Yang mungkin nyeleneh adalah Tim Israel-Premier Tech (IPT). Saat menjajal rute Paris-Roubaix, pembalap-pembalapnya menggunakan sepeda gravel! Yaitu Factor Ostro Gravel. Kebetulan, banyak sepeda gravel sekarang juga berorientasi racing, memiliki fitur aero juga. Ostro Gravel termasuk aliran aero gravel ini (dan kalau milik saya, ya sepeda aero gravel Wdnsdy Journey KS).

Walau punya kesempatan pakai ban lebih lebar lagi, misalnya 34 mm, Tim IPT tetap memakai ban 32 mm saat cek rute.


Tim IPT turun di Paris-Roubaix menggunakan sepeda gravel.

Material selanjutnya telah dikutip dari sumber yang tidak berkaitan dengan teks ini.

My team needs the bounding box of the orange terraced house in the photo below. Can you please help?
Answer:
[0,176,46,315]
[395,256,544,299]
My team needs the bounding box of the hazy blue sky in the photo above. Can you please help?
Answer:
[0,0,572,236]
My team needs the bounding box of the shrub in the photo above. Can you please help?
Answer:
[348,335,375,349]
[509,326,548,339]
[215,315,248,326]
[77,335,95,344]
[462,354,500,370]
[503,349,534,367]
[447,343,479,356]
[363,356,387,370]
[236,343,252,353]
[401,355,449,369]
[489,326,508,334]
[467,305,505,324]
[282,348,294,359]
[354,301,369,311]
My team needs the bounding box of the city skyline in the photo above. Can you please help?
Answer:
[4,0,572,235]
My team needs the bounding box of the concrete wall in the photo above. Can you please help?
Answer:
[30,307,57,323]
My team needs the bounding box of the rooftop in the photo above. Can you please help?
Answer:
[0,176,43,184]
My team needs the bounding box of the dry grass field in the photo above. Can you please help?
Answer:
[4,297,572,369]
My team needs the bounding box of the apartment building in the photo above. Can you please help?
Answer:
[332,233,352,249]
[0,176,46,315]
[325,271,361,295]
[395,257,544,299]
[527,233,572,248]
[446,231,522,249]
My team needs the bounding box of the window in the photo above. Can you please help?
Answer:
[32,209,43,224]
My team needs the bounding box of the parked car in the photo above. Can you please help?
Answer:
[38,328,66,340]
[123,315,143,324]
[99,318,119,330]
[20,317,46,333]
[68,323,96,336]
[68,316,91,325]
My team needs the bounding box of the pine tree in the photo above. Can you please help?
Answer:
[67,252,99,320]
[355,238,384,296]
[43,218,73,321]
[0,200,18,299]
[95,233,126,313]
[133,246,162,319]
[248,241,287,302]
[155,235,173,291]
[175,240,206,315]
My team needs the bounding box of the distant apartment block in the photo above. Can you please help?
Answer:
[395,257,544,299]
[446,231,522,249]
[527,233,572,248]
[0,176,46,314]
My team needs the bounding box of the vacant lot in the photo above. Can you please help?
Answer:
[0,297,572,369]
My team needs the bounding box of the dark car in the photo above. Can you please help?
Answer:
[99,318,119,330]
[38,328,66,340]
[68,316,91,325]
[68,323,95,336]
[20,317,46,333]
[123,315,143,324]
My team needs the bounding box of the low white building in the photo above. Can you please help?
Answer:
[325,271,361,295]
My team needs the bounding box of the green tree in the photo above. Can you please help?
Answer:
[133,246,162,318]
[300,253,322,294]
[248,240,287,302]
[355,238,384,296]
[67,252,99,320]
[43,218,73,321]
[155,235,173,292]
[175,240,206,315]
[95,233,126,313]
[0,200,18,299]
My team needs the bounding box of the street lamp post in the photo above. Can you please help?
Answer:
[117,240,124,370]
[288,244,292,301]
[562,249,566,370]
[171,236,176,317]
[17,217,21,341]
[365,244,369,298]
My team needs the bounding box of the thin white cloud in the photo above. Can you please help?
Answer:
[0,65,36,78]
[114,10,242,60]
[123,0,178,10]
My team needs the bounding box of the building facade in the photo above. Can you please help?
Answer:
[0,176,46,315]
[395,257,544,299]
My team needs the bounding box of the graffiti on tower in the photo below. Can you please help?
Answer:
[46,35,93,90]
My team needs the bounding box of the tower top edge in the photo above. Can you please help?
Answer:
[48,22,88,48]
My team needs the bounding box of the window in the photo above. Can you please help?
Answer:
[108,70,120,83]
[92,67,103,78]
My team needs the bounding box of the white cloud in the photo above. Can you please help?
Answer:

"Kami telah melakukan banyak tes di atas cobble, membandingkan Ostro VAM (road bike "normal", Red) dengan Ostro Gravel. Kesimpulan besarnya, Ostro Gravel bakal jadi pilihan terbaik untuk Paris-Roubaix. Ostro Gravel memiliki wheelbase lebih panjang, (lebih stabil) untuk balapan seperti Paris-Roubaix. Memberi pembalap lebih banyak waktu untuk bereaksi (dari potensi masalah)", tutur Gary Blem, equipment manager IPT.

Kebetulan, grup Indonesia kami kenal baik dengan Gary Blem ini. Dia dulu kepala mekanik di Team Sky (sekarang Ineos) waktu Chris Froome masih di tim tersebut. Dia rupanya masuk dalam gerbong Froome ketika pindah ke IPT.


Hutan Arenberg, bagian cobble kasar cepat dan berbahaya di Paris-Roubaix.

Sepeda gravel ini akan lebih berguna lagi andai cuaca buruk menerpa lomba. Dan ada indikasi Paris-Roubaix kali ini juga akan tersiram hujan. Andai kondisi jalan jadi basah, apalagi berlumpur, tim-tim yang memakai Specialized pun mengaku sudah siap geser lagi ke sepeda Roubaix.

Jadi, sampai benar-benar hari lomba, utak-atik sepeda ini masih akan berlangsung. Dan sekali lagi, inilah yang membuat lomba-lomba cobble, seperti Tour of Flanders dan Paris-Roubaix, menjadi event yang menarik bukan sekadar aksi di rutenya, tapi juga seputar setelan sepedanya!

PS: Mengingat buruknya kondisi jalan secara umum di Indonesia, setelan Paris-Roubaix mungkin relevan untuk kita-kita di Indonesia! (azrul ananda)


Azrul Ananda di Velodrome Roubaix, tempat finis Paris-Roubaix.